Alan Ayckbourn, commediografo inglese, comincia giovanissimo a praticare “l’arte della commedia” e negli anni ‘60/’70 raggiunge il successo, prima in patria e poi, tradotto in numerose lingue, viene rappresentato sui palcoscenici di tutto il mondo. La sua scrittura raffinata e lieve, sotto la maschera della “sofisticatezza” nasconde vizi e miserie del genere umano, ma con consumata sapienza, l’autore consegna al pubblico la lente di ingrandimento che gli permette di osservare con distacco le piccolezze umane e riderne. Naturalmente il dubbio rimane: ”Chissà, stiamo forse ridendo di noi?”.

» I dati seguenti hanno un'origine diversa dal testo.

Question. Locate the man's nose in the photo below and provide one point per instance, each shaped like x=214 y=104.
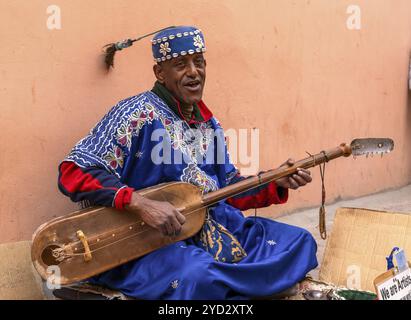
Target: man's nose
x=191 y=70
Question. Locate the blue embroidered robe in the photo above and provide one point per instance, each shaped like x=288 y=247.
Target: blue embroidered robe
x=124 y=144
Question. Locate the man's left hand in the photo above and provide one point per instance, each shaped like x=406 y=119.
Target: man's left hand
x=296 y=180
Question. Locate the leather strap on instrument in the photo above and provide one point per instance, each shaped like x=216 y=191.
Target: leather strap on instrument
x=322 y=224
x=322 y=212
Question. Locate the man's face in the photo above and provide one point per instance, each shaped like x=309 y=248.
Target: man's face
x=183 y=76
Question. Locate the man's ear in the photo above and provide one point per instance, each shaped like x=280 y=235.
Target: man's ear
x=158 y=72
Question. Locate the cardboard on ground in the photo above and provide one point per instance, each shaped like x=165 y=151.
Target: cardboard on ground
x=360 y=241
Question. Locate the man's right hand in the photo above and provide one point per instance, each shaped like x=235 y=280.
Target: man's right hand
x=160 y=215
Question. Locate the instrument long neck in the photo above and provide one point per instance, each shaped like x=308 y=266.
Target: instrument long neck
x=266 y=177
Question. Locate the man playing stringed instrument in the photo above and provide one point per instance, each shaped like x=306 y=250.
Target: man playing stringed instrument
x=232 y=257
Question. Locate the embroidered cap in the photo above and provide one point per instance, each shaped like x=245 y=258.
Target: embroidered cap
x=177 y=41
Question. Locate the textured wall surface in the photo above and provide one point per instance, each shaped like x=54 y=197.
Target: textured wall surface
x=292 y=69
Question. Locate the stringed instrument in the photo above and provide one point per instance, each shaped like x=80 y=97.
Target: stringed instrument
x=93 y=240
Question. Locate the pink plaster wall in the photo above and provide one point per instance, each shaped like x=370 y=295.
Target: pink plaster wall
x=288 y=67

La sfumata e lontana pace della campagna inglese, la frenetica Londra, le minigonne, i complessi rock e i figli dei fiori rappresentano il mondo e l’atmosfera, nei quali il racconto si svolge. Un mondo lontano, ma così impresso nella nostra memoria da farci sentire che, forse, ieri o l’altro ieri, c’eravamo anche noi o, sennò, ne abbiamo, almeno, sentito parlare.
“Sinceramente bugiardi” è fra le più riuscite commedie di Ayckbourn, nella quale l’autore riproduce i meccanismi della comicità, che si ripetono, mai invecchiati, fin dai tempi di Plauto. Intrigo e gelosia…Il telefono squilla e forse non c’è risposta. Si perdono treni, si arriva inattesi, c’è chi zappa nell’orto e chi prepara pranzi. Un paio di pantofole, ecco chi è il protagonista del racconto e gli equivoci e i colpi di scena che si susseguono, non stupiranno lo spettatore, perché ne sarà divertito complice, di volta in volta, a spese di questo o di quel personaggio.